What Is MEV in Crypto?

MEV (maximal extractable value) is the profit a block producer can capture by reordering, inserting, or censoring transactions within a block. Originally named "miner extractable value" on proof-of-work chains, the term was renamed when Ethereum moved to proof-of-stake. MEV shows up as sandwich attacks, liquidation snipes, arbitrage, and DEX front-running — and is measured at hundreds of millions of dollars per year on Ethereum alone.

Also known as: maximal extractable value, miner extractable value

Ask Stingray anything about MEV

How MEV is extracted

Three canonical MEV patterns:

  • Sandwich attack — a searcher sees a pending DEX swap in the mempool, places a buy just before the victim’s transaction (pushing price up), the victim fills at the worse price, the searcher sells into the victim’s slippage. Net profit = the victim’s excess slippage.
  • Liquidation sniping — a searcher monitors underwater DeFi positions (Aave, Compound, MakerDAO) and races to be the first to call the liquidation function once the position crosses the threshold. The liquidation bonus (typically 5-10% of the collateral) is the reward.
  • Back-running arbitrage — after a large DEX swap creates a price gap between that pool and the rest of the market, a searcher immediately rebalances via a follow-up trade. This is the least user-hostile form of MEV; it mostly just restores equilibrium.

On Ethereum, MEV is auctioned via MEV-Boost and Flashbots — validators outsource block-building to specialized builders who run sealed auctions for transaction ordering rights.

Why MEV matters for traders

MEV is a hidden tax on any transaction that leaks information about a price move.
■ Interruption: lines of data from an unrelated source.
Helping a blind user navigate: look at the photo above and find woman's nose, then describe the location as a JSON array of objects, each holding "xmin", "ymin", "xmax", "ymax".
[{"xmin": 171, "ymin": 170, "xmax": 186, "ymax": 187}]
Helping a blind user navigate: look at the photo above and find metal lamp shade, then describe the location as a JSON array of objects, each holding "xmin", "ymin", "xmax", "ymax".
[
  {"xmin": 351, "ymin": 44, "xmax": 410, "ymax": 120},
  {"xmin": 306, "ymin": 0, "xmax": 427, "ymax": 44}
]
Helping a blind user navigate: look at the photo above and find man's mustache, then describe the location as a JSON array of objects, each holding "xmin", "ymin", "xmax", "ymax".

DEX traders who set slippage tolerance too high can be sandwiched for the full slippage; large swaps on thin pools can lose 1-3% to MEV even with reasonable settings.

Defenses that work in practice:

  • Private mempools — tools like MEV-Share, CoW Protocol, and Flashbots Protect route transactions through private channels so searchers can’t see them until included in a block.
  • DEX aggregators with MEV protection — 1inch Fusion, CoW Swap, and Paraswap use batch auctions or private routing to internalize or neutralize MEV.
  • Tight slippage tolerance — setting 0.5% tolerance on a transaction means a sandwich that would require 2% has no room to profit; the attacker won’t touch it.

Risks and considerations

MEV is not going away — it’s an inherent feature of transparent block-ordered systems. The research frontier (PBS proposer-builder separation, SUAVE, encrypted mempools) aims to redistribute MEV more fairly rather than eliminate it. For protocol designers, accounting for MEV is mandatory — any lending, DEX, or oracle protocol that ignores MEV will eventually be exploited by sophisticated searchers. For traders, the practical stance is: understand your venue’s MEV profile, use protected routes for large swaps, and treat every on-chain transaction as a public broadcast.